Our scope of work included control room technology thought leadership, identification of the technology roadmap aligned to the forecasted organisation needs, define the approach for the implementation aligned with systems integration best practices.

Our contract deliverables were delivered onsite at Heathrow Airport and from our technical workshop, by our in-house subject matter experts.

Technology Strategy

Our client communicated the Airport organisations vision of the airport control room of the future. We understood their reasoning and the stated foreseen benefits to the airport. Our value add to the client is our ability to translate the client strategic vision into a technology project scope of work, by collecting the data, completing the analysis, and proposing credible options.

 

We completed a business analysis to understand the current way of working of the APOC airport operations departments. This involved gathering the control room operator requirements in consultation with the buyer leadership team, considering the current way of working and how the organisation needs over the next 5 to 10 years.

 

We documented the functional and non-functional requirements and applied the MoSCoW assessment framework to place a ranking on the requirements. Following consultation with the airport operations leadership team we revised the MoSCoW categorisation of requirements to reach a defined set of measurable requirements with prioritisation to progress the project with.

 

We then moved onto the analysis phase. This involved an analysis of the current  “as is” setup, including the operator desk layout considering the ergonomics of the desk setup and the operator interaction with technology.

 

To complete the analysis, we reviewed all IT operating systems in APOC, including the level of usage by operators and the cross department dependencies on these systems. We expanded the assessment to consider other live projects that will have an impact to the control room to be addressed in this project.

 

The findings were reported to the client and then used to produce a high-level technical architecture for the future airport operations control centre. We then moved to identify the technologies that could deliver a solution. We completed a market assessment of the commercially available of the shelf technologies including the capabilities for scalability, resilience, user experience and the technology development roadmap.

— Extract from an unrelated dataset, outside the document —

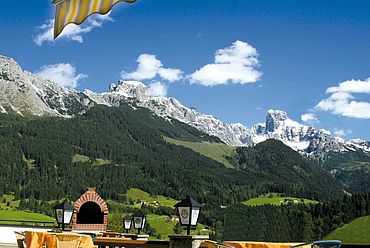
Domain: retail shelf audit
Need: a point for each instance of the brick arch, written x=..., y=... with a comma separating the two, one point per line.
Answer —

Further benefits were identified such as the reduction of hardware, reduction of comms room space required to house the technology and the reduction the environmental footprint of the facility.

Service Design

The client has an in-depth service delivery and integration process to comply with for all projects of this nature, which we adhered to.

This involved a set of specific actions, undertaking a risk and impact assessment of the end to end system architecture, including risk mitigation steps, operational resilience and support service requirements. We were able to provide the client with an improved Opex cost and total cost of ownership model.

 

A separate action saw our team collaborate with the client appointed 3rd party IT Network service providers completing a risk assessment of the IT network infrastructure need including consideration for future multisite connectivity and virtualised cloud hosted environments.

 

Security is built into the systems design. The user activity has auditable records for operator login credentials assigned by the client IT service desk.

The service design and integration actions output a set of documentation containing the detailed systems architecture and information required to enable support from the support service providers. including the training requirements.

Result

The CRA programme took the opportunity to consolidate IT systems and redesign the operator desk workspace. Our scope of work has identified that the modernisation of the facility will achieve a reduction in Opex costs, improvement in operating systems resilience and enhance the operator functionality to perform their role whilst ensuring scalability and flexibility to match future strategic operating model.